Passados muitos anos, muitos mesmo, e tendo esbarrado no tanto de gente com projetos bem avançados deixados de lado, tarefas interrompidas já quase no fim, adiamentos sem justificativas muito consistentes daquilo que estavam prestes a concretizar, outras duas lembranças bateram à porta. A primeira: ter ouvido, não mais do pai da minha amiga, a confissão de alguém que não gostava muito de terminar nada, nem de comer um doce, nem de acabar um livro, ou melhor, que adiava ao máximo o término de tudo, simplesmente porque gostava de acordar no dia seguinte (ou às vezes no semestre seguinte) sabendo que teria com o que se deleitar, fora o prazer de ver os olhares de fome e inveja dos que conviviam com ela e haviam devorado seus próprios doces e livros no dia anterior. E a segunda, menos anedótica, de também ter escutado de outra pessoa sobre seu costume de deixar tudo ou quase tudo inacabado, pois dessa maneira teria uma espécie de garantia de que estaria vivo amanhã, considerando que só a vida é a possibilidade de novas possibilidades, portanto só aos vivos cabe terminar tarefas, obras e sobras de comida na geladeira — desde que não sejam cérebros, porque estes estão reservados aos mortos-vivos, nem precisa etiquetar o Tupperware®.

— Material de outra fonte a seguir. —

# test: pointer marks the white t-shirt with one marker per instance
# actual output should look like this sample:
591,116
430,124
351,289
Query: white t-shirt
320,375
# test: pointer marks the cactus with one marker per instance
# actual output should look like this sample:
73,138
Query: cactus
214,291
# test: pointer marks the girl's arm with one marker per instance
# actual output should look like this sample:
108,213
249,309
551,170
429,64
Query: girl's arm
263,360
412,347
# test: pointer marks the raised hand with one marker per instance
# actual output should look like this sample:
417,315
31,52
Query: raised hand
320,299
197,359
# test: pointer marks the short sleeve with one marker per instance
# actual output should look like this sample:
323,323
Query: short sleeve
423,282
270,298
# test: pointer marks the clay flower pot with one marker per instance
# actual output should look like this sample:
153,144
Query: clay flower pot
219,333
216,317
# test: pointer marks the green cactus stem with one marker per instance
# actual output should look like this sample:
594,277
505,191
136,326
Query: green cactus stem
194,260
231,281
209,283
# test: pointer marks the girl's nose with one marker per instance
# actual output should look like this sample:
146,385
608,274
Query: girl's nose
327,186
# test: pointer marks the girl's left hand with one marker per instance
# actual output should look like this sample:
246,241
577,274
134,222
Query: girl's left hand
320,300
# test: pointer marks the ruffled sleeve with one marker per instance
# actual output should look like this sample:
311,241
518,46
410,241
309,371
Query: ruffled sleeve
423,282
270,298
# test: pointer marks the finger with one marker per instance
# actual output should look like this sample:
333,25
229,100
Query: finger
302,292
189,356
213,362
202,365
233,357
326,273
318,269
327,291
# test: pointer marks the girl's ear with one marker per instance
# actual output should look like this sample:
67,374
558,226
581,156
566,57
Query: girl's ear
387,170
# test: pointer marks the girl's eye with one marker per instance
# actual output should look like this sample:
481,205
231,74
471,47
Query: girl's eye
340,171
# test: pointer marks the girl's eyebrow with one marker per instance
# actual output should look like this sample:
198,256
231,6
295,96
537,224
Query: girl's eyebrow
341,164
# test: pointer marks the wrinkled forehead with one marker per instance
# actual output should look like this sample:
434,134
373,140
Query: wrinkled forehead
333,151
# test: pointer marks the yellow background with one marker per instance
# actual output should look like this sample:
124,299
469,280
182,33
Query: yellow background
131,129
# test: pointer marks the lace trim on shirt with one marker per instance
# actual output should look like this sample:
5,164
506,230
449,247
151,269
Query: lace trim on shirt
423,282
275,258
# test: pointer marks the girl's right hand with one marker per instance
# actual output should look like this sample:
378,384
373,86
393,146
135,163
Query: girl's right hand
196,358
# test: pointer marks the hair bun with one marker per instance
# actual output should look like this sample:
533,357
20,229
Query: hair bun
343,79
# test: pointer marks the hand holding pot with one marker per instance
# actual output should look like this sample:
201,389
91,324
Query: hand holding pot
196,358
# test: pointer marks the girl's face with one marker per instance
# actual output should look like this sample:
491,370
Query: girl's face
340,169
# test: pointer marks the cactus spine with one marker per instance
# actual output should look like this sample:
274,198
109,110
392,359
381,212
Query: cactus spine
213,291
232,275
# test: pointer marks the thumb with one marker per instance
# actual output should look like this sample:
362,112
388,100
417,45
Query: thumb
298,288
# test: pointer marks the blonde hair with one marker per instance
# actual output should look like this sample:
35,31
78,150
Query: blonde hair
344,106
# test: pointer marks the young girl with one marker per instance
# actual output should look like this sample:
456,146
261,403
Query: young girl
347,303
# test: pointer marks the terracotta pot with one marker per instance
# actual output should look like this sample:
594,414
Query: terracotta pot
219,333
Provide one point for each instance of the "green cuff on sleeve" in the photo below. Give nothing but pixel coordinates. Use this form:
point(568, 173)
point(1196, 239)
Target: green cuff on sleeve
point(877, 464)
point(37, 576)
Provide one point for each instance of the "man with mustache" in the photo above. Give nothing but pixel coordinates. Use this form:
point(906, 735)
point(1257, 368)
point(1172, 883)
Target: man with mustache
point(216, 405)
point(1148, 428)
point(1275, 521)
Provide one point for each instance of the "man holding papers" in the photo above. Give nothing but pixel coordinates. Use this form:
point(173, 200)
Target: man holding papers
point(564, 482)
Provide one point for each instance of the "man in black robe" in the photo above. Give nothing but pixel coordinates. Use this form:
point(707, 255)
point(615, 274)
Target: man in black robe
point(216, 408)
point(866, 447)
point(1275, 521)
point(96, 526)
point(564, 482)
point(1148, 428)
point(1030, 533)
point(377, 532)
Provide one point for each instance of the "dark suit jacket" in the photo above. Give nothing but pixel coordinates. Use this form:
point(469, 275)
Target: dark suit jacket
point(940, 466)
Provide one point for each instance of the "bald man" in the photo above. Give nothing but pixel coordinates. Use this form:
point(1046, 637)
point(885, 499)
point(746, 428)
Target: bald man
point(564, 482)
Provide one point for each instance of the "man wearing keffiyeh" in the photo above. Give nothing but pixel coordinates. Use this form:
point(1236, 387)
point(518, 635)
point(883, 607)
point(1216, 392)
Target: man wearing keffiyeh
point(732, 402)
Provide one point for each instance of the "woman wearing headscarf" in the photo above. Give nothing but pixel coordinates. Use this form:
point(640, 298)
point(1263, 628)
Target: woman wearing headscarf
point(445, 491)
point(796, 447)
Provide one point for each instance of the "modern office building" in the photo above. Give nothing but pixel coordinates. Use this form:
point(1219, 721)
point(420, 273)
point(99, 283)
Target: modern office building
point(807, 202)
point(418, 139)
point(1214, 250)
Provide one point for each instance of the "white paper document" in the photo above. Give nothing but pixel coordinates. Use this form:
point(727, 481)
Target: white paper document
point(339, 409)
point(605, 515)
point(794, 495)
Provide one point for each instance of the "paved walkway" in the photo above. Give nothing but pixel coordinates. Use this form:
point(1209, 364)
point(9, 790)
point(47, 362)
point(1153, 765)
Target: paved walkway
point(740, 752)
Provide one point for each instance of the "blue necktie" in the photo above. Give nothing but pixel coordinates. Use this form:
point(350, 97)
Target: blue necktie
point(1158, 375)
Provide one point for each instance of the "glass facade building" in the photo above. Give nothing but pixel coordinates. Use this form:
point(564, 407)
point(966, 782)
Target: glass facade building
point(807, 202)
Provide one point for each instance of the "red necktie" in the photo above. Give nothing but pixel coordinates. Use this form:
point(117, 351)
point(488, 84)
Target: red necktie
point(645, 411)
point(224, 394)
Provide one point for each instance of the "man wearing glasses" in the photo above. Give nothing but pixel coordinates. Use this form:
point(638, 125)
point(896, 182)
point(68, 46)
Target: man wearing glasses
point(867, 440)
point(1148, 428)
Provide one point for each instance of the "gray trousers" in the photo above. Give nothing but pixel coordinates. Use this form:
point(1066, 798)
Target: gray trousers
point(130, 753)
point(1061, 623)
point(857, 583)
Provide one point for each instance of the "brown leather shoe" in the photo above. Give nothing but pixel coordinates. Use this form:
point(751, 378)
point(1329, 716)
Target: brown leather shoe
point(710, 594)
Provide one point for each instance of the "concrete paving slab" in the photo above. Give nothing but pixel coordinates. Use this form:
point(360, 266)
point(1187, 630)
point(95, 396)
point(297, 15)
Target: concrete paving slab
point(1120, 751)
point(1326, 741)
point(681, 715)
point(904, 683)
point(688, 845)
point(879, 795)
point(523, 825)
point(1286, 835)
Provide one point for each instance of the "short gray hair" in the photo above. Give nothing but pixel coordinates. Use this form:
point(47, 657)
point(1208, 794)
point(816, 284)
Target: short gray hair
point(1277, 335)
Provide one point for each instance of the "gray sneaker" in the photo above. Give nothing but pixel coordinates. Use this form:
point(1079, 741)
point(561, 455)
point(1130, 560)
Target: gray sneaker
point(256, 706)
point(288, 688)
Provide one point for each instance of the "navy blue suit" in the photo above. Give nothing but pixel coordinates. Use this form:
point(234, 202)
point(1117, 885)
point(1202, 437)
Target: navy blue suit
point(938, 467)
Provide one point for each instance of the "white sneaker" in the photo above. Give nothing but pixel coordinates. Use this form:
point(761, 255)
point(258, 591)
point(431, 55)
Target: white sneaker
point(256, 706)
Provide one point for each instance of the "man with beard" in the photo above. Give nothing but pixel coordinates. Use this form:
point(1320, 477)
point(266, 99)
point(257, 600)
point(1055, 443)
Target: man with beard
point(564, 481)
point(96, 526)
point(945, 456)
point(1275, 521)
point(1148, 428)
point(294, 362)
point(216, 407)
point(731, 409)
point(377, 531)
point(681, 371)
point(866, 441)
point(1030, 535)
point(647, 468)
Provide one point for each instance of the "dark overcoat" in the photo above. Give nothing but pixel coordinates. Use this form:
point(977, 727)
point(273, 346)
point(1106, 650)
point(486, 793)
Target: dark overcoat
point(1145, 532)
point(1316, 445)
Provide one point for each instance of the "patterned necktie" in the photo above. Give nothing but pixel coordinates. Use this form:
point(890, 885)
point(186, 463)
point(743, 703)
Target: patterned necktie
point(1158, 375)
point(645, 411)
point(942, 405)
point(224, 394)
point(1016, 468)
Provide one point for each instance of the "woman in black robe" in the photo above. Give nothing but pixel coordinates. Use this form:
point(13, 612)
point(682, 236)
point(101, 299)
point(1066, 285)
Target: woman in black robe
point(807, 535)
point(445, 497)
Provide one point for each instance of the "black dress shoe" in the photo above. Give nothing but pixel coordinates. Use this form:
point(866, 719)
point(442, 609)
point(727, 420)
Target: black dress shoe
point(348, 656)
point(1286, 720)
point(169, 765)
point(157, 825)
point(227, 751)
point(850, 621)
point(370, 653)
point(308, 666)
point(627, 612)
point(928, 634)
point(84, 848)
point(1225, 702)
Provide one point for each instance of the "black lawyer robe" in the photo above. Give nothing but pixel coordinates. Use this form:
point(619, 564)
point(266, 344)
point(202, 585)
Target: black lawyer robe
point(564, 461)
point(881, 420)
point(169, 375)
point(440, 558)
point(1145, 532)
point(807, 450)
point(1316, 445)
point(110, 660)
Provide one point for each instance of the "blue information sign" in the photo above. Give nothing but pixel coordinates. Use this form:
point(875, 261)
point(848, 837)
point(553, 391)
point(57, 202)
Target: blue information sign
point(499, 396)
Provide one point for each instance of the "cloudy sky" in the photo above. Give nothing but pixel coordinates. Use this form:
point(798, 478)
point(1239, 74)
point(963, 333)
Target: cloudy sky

Bestagens minhas à parte, cá entre nós, sem desmerecer os (nem desacreditar dos) motivos de cada um pra parar seus trens faltando quase nada pra chegarem na estação ali na frente, o que não foi dito por nenhum desses que lembrei, mas que suspeito que esteja na entrelinhas de suas frases e em letras bem miúdas, é a morte, ou melhor, a angústia frente a morte — sim, essa danada. Se preocupe não, nem vou tentar heideggeranear sobre o assunto, porque este meu substacanto não é pra isso e nem sou lá muito versado a respeito. Mas do pouco que pensei em acrescentar sobre o tema é que alguns dos vivos até fazem graça dele — al, muerto, la sepultura; al vivo, la travesura —, reservando-lhe pelo menos um dia do ano para homenageá-lo e pranteá-lo, enquanto outros se lançam de precipícios, mergulham na Fossa das Marianas ou escalam os Everestes da vida achando que enfrentar a morte é uma forma de "vencê-la" ou, imagine só, de "matá-la"; e tem também aqueles que se trancam em casa — sem perceber (ou talvez até percebendo) que morrem um pouquinho todos os dias tentando economizar a vida —, assim como há os que, com medo dela, fogem para Teerã. Id est, é gente que não acaba mais, suspeito que uns oito bilhões se virando pra lidar com a questão, cada um à sua maneira. Mas o que me importa hoje, em meio a essas lembranças tolas todas, é que há entre eles os que fazem poesia, ao gosto de tantos que raramente são eu, mas que eventualmente gosto feito Currículum, do não mais por aqui Mario Benedetti, cuja versão musicada por Juan Manuel Serrat assim termina (e este texto também):
Y cuando nada falta
Entonces usted muere
El cuento es muy sencillo
a gente cria um milhão de teorias, mas nunca chega num consenso sobre como lidar com a morte.